- Political economy of labour market policies and outcomes
- Political economy of Sovereign Wealth Funds investments
- Welfare state institutions and far right party support
- Political economy of inflation
Most of my research deals with topics in comparative political economy with a particular focus on the relationship between state and market in advanced economies. I am currently working on four research projects.
I have looked at the determinants and effects of labour market policies to address the following questions:
- What explains the cross-national variation in active labour market policies (published in the Journal of European Social Policy)

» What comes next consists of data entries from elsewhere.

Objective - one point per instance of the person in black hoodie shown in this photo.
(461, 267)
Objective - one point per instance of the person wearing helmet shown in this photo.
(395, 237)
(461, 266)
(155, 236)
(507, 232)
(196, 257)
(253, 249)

- How to make sense of in-work benefit reforms in Bismarckian welfare regime (case of France published in French Politics)
- What explains the cross-national variation of temporary work regulation? (published in Politics&Society)
- Why are certain unions more protective of temporary workers than others? (joint with Dr Benassi at Royal Holloway, published in European Journal of Industrial Relations)
- How do these policies and economic coordination affect wage inequality? (published in Comparative European Politics)
- How does partisanship and unions influence employment protection legislation reforms in Western Europe (joint with Dr Simoni at LSE, in preparation)
I have also started analysing the determinants of the regulation of investments by Sovereign Wealth Funds – state owned investment vehicles with no liability – in Western Europe and the US.
This is part of a wider project with Professor Thatcher at LSE and findings of this project will be published in a book under contract at Oxford University Press.
I have become interested in how welfare state institutions affect political behaviour. With Dr Halikiopoulou at University of Reading, we are currently exploring how these institutions affect far right party support in Europe. Some of our findings have been published in Political Quarterly and the Journal of Common Market Studies.
This project will investigate the electoral politics of inflation. A first working paper on the relationship between ageing and inflation has been published as an LSE working paper.